Carl Oglivy
- Birth name: Charles Ogilvy
- Date of birth: 13 June 1889
- Place of birth: Edinburgh, Scotland
- Date of death: c.1936 (aged 46–47)

Rugby union career
- Position(s): Full Back

Amateur team(s)
- Years: Team / Apps / (Points)
- 1911-12: Hawick /  / ()
- 1912-: Kelso /  / ()

Provincial / State sides
- Years: Team / Apps / (Points)
- 1910: South of Scotland /  / ()
- 1911: Blues Trial /  / ()

International career
- Years: Team / Apps / (Points)
- 1911-12: Scotland / 3 / (0)

= Carl Ogilvy =

Scotland international rugby union player

Carl Ogilvy (13 June 1889 – c. 1936) was a Scotland international rugby union player. He played as a Full Back.

==Rugby Union career==

===Amateur career===

He played for Hawick in 1911–12; and then moved to play for Kelso.

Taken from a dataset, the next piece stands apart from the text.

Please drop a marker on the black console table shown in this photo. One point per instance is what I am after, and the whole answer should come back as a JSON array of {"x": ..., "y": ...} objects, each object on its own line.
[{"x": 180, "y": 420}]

During this time at Kelso, he captained the side for two seasons from 1912 to 1914. He captained the Kelso sevens side that won the Jed-Forest Sevens.

===Provincial career===

Ogilvy played for the South of Scotland in 1910.

He played for the Blues Trial side against the Whites Trial side on 21 January 1911 while still with Hawick.

===International career===

He was capped 3 times for Scotland from 1911 to 1912.

From The Scottish Referee of 26 February 1912:

We have every reason to expect that Ogilvy will be retained as Scotland's back in the game with England three weeks hence. Although perhaps not quite so brilliant. as when he played at Twickenham last season, Ogilvy nevertheless gave a good display against Ireland, and while his kicking was not all that could have been desired, his following up and tackling could not have been improved upon. Possessed of good pace. Ogilvy must always prove a sound investment for the full back position so long as he keeps well.

==Business career==

His father Charles Ogilvy from Kirriemuir took over the business Lugton and Porteous, a drapery, tailor and dressmaking business. Charles Ogilvy died in October 1913 and Carl then had to suspend his playing career in December 1913 to take over the business.

==Family==

Carl Ogilvy's son Eric Ogilvy also played for Kelso. The newspaper states Carl Ogilvy to be deceased prior to 20 December 1939. Carl was still alive at 17 February 1936, his absence remarked at an SRU function as unable to be present.